Tohti foi detido em sua residência em Pequim em 14 de janeiro passado, na presença de seu filho de 8 anos, e transferido para Urumqi. Só teve permissão para se reunir com os advogados cinco meses depois e teve que esperar oito meses para ver sua família. Antes de sua prisão, já tinha sido impedido de viajar para os EUA, onde ocuparia um cargo de professor visitante na Universidade de Indiana, e fora objeto de vários incidentes de assédio.
Catedrático de economia na Universidade das Minorias em Pequim, ele se pronunciou em diversas ocasiões contra o que considera políticas errôneas e discriminatórias do governo central contra seu povo, embora sempre tenha apostado em resolver as diferenças por meio do diálogo.
Tanto os EUA como a UE e diversas organizações pró-direitos humanos exigiram a libertação de Tohti. A organização Human Rights Watch indicou em um comunicado na terça-feira que o processo contra o acadêmico não só "representa um exemplo alarmante de julgamento politizado e de intolerância contra as críticas pacíficas", como também "agrava as percepções de discriminação contra os uigures".
Os críticos do julgamento alertaram sobre a possibilidade de que uma sentença condenatória contra Tohti possa contribuir para exacerbar ainda mais as tensões étnicas em Xinjiang.
"Ao maltratar e castigar o professor Tohti, a China vai queimar as pontes de reconciliação pacífica entre a população uigur (nativa de Xinjiang) e os colonos chineses e aumentará a tensão política", salienta em um comunicado Alim Seytoff, presidente da Associação de Uigures dos EUA, um dos países onde a comunidade uigur no exílio é mais numerosa.
Durante o último ano, as tensões em Xinjiang entre os uigures e a população chinesa de etnia han se tornaram cada vez mais fortes. Em outubro do ano passado, um veículo conduzido por separatistas uigures, segundo a versão oficial chinesa, atropelou vários pedestres na Praça Tianamen, o coração geográfico e histórico de Pequim, antes de se incendiar sob o retrato de Mao Tsetung, que domina o local, em um incidente no qual morreram três pessoas. Desde então ocorreram vários episódios de violência, tanto em Xinjiang como em províncias distantes, que as autoridades chinesas atribuem a separatistas uigures. O mais grave deles ocorreu em Urumqi, em maio, quando morreram 39 pessoas e 94 ficaram feridas em uma série de explosões em um mercado.

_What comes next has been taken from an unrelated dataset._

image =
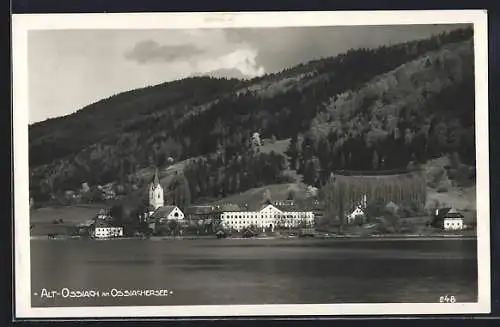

Os uigures se sentem discriminados na prática de sua língua e sua religião, assim como no campo trabalhista, devido à migração maciça de chineses da etnia han, majoritária no país, para Xinjiang, uma zona rica em recursos naturais. Os uigures, que já foram a maioria avassaladora na região que ficou sob o controle da República Popular em 1949, hoje representam apenas a metade da população da província.
O governo chinês respondeu com mão dura na hora de enfrentar a violência. Deteve e julgou centenas de pessoas e impôs penas firmes contra as que considera culpadas de separatismo. Na semana passada, condenou à morte três pessoas e à prisão perpétua uma outra, depois de declará-las culpadas de participar de um atentado contra a estação ferroviária de Kunming, no sudoeste da China, onde quase 30 pessoas morreram a facadas em março.
Ao mesmo tempo, tentou reduzir as diferenças no nível de vida entre hans e uigures mediante iniciativas econômicas. Uma das mais controvertidas é a estabelecida pelas autoridades locais do condado de Qiemo, no sul de Xinjiang, que oferecem até 10 mil iuanes (cerca de 1.200 euros) a serem pagos ao longo de cinco anos aos casais mistos que contraiam matrimônio. Em agosto, foi anunciada a construção de sete novas cidades na província, com o objetivo de gerar emprego, combater a pobreza e fomentar os intercâmbios interétnicos.